É uma declaração política subscrita por 29 países em 1999 e que deu origem ao chamado Processo de Bolonha, visando a construção de um Espaço Europeu do Ensino Superior. Hoje reúne 48 países, unidos no compromisso de tornar os seus sistemas de ensino mais comparáveis e compatíveis, facilitando a mobilidade dos estudantes e o reconhecimento dos seus percursos, independentemente da instituição onde estudaram ou onde se diplomaram. O desenvolvimento de um sistema de créditos europeu (que mede de forma uniforme o trabalho dos alunos), a criação de um suplemento ao diploma (documento bilingue com o descritivo da formação que se recebeu) e a obrigação de ter uma agência de avaliação e acreditação de cursos e instituições são alguns dos instrumentos utilizados.

As formações superiores passaram a ser todas iguais na Europa?

Não, mas houve uma aproximação. Genericamente, os sistemas dos países subscritores de Bolonha passaram a organizar-se em três ciclos — 1º, 2º e 3º —, mas a duração de cada um pode ser diferente. Por exemplo, em Espanha, uma licenciatura tem, em regra, quatro anos. Em Portugal, a lei foi revista em 2006: mantiveram-se as desi­gnações, mas a licenciatura passou a corresponder a um 1º ciclo de três anos (antes de Bolonha tinha quatro ou cinco), o mestrado a um 2º ciclo de um ano e meio ou dois e o doutoramento a um 3º ciclo de três anos. Mas há exceções: Direito e formações na área das Tecnologias da Saúde têm uma duração mínima de quatro anos. E há profissões reguladas pela UE, como Arquitetura ou Medicina, que preveem que só com cinco anos de formação (mestrado integrado) se possa exercer a profissão. Também há casos determinados pelas ordens profissionais que requerem o título de mestre para os diplomados se inscreverem.

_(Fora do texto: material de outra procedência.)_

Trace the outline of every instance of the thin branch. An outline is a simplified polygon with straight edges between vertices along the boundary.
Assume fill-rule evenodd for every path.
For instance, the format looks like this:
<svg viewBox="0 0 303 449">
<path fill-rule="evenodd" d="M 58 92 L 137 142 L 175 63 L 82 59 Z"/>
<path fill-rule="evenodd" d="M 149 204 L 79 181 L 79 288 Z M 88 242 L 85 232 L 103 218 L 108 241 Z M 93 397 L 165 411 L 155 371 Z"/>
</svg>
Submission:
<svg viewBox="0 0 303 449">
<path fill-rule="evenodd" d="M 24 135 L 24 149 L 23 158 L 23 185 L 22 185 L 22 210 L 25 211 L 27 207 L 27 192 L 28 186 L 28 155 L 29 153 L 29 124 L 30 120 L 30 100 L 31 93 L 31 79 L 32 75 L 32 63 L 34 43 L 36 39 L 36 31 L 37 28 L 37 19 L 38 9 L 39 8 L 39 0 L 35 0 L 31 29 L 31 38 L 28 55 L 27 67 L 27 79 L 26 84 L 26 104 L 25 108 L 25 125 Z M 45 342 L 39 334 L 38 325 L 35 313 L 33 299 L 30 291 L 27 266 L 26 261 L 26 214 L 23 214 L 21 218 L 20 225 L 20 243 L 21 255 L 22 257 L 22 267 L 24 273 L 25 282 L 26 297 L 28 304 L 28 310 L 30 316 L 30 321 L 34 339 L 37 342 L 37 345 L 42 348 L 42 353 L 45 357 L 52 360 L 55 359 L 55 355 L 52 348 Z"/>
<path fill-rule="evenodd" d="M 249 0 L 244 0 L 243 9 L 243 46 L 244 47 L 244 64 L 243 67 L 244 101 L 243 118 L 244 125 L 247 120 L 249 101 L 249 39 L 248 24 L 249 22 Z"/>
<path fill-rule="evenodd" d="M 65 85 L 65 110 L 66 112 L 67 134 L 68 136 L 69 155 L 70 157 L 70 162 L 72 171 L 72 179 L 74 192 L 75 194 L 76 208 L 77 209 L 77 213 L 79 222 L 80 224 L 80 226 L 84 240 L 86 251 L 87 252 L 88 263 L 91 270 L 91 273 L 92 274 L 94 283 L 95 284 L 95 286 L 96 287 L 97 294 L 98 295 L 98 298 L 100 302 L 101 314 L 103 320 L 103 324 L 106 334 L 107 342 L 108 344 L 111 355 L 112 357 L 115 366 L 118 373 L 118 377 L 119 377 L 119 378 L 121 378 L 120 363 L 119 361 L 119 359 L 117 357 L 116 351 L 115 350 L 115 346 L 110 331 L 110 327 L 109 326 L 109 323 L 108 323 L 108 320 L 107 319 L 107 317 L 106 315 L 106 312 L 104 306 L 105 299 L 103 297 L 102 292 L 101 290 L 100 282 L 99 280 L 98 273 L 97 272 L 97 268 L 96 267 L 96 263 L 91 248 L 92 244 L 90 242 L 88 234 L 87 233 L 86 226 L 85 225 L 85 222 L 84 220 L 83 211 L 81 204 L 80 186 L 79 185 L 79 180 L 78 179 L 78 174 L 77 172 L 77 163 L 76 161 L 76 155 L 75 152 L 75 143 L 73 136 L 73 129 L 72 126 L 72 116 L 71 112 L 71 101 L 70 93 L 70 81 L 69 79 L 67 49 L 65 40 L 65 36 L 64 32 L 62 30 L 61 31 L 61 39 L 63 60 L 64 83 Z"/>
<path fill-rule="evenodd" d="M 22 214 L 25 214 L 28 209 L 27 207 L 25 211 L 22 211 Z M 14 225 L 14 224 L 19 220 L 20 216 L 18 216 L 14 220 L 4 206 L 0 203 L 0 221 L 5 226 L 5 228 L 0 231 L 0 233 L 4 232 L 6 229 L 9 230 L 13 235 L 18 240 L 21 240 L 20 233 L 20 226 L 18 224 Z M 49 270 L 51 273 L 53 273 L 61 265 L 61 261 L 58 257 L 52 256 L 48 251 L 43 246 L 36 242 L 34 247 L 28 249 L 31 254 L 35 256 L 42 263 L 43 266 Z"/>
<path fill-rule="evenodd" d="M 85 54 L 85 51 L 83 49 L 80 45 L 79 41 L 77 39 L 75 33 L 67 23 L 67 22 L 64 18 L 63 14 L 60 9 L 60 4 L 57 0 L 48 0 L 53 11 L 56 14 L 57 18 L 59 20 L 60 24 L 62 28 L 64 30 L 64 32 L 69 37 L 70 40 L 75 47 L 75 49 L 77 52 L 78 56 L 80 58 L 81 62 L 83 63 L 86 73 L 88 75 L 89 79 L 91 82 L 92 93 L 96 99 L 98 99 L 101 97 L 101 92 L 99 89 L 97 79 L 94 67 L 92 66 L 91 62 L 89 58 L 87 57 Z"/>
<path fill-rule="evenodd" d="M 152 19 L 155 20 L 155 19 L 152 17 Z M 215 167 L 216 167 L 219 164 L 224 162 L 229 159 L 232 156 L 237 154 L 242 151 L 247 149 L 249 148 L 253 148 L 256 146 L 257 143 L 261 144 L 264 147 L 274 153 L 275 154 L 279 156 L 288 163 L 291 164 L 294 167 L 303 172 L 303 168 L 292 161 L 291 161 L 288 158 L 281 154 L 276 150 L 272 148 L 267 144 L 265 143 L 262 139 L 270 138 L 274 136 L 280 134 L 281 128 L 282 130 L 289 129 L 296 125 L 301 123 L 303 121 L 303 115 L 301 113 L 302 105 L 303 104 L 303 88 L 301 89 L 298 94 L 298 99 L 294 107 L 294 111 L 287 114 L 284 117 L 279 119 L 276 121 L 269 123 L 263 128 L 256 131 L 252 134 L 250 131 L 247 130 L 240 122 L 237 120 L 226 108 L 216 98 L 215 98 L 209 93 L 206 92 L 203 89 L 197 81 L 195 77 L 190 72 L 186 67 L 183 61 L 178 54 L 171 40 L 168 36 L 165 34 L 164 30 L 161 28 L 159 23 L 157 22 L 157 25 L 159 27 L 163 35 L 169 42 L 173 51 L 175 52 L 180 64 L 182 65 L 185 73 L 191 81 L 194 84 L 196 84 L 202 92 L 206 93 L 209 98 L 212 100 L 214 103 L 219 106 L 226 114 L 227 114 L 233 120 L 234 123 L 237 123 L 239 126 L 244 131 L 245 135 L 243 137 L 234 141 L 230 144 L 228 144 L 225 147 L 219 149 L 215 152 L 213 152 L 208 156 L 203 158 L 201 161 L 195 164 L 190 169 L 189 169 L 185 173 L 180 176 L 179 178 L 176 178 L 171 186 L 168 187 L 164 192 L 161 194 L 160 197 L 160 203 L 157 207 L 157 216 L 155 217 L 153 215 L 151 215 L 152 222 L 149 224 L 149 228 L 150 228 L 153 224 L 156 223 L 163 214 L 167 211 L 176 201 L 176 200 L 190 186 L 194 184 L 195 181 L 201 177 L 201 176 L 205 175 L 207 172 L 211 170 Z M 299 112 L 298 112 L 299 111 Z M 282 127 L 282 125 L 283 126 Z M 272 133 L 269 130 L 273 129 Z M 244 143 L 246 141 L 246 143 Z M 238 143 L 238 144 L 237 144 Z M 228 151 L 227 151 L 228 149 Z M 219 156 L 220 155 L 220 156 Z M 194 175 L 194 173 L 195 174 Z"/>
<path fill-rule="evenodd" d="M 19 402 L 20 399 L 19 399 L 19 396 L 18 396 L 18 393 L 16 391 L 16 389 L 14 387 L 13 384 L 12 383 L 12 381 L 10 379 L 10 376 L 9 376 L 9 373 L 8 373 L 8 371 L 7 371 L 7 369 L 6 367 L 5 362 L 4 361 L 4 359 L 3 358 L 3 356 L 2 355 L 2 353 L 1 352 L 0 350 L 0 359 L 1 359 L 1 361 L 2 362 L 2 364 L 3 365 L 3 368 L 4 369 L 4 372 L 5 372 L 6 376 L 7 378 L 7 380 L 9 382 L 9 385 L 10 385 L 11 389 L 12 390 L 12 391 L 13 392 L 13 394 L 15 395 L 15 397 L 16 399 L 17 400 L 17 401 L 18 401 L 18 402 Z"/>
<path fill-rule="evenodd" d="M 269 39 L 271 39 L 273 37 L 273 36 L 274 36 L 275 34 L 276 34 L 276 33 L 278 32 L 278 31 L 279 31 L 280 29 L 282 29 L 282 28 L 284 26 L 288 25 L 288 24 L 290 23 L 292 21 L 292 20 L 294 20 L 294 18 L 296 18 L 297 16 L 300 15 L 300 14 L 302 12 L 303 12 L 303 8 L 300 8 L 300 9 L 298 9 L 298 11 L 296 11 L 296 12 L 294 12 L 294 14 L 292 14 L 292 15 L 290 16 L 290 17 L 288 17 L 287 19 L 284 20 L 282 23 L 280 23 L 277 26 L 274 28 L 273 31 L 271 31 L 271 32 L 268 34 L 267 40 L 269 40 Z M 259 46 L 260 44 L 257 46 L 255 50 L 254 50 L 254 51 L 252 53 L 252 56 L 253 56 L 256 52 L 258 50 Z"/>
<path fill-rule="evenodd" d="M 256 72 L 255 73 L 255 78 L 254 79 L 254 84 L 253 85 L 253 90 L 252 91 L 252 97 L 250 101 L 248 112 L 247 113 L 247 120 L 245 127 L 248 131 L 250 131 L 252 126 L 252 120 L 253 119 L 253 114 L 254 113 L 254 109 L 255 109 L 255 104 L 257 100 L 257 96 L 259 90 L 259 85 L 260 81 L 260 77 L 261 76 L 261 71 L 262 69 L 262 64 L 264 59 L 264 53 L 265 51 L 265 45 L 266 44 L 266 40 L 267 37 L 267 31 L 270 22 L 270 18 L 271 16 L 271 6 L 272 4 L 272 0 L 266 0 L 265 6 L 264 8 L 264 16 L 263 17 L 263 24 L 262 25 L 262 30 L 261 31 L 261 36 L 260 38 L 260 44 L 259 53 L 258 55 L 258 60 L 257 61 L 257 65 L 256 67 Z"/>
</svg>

E qual é o valor das propinas?

A situação é muito variável na Europa. Há seis países onde as licenciaturas são gratuitas (Dinamarca, Grécia, Malta, Suécia, Escócia e Noruega). Nos restantes são cobradas propinas. Portugal faz parte deste último grupo. E se nas licenciaturas há um limite máximo imposto (1063 euros atualmente e 856 no próximo ano letivo), nos mestrados esse teto só existe quando um curso de 2º ciclo é essencial para o exercício da profissão: é o caso de Medicina ou dos mestrados em Ensino para quem quer ser professor, em que se cobra o mesmo que na licenciatura. A maioria dos mestrados acaba por custar cerca de mil euros/ano, mas há cursos cujo custo total pode atingir vários milhares de euros. Por exemplo, o mestrado em Gestão no ISCTE chega aos €7350 e o de Finanças da Universidade Nova de Lisboa ultrapassa os €12 mil. Em todos os casos, a bolsa mínima para os alunos de mestrado (a mais comum) tem como limite a propina máxima fixada para o 1º ciclo. Em 2017, de acordo com números do Ministério da Educação, 22% dos alunos em licenciaturas e mestrados integrados recebiam bolsa. No caso dos mestrados, o valor caía para 18%. A estas acrescem os programas de apoio a alunos carenciados que existem nas próprias instituições.

Quantos cursos existem?

A oferta é vasta. Nas licenciaturas e mestrados integrados, o concurso nacional de acesso conta com 1068 cursos. Já no caso dos mestrados, no último ano letivo havia 2474 em funcionamento.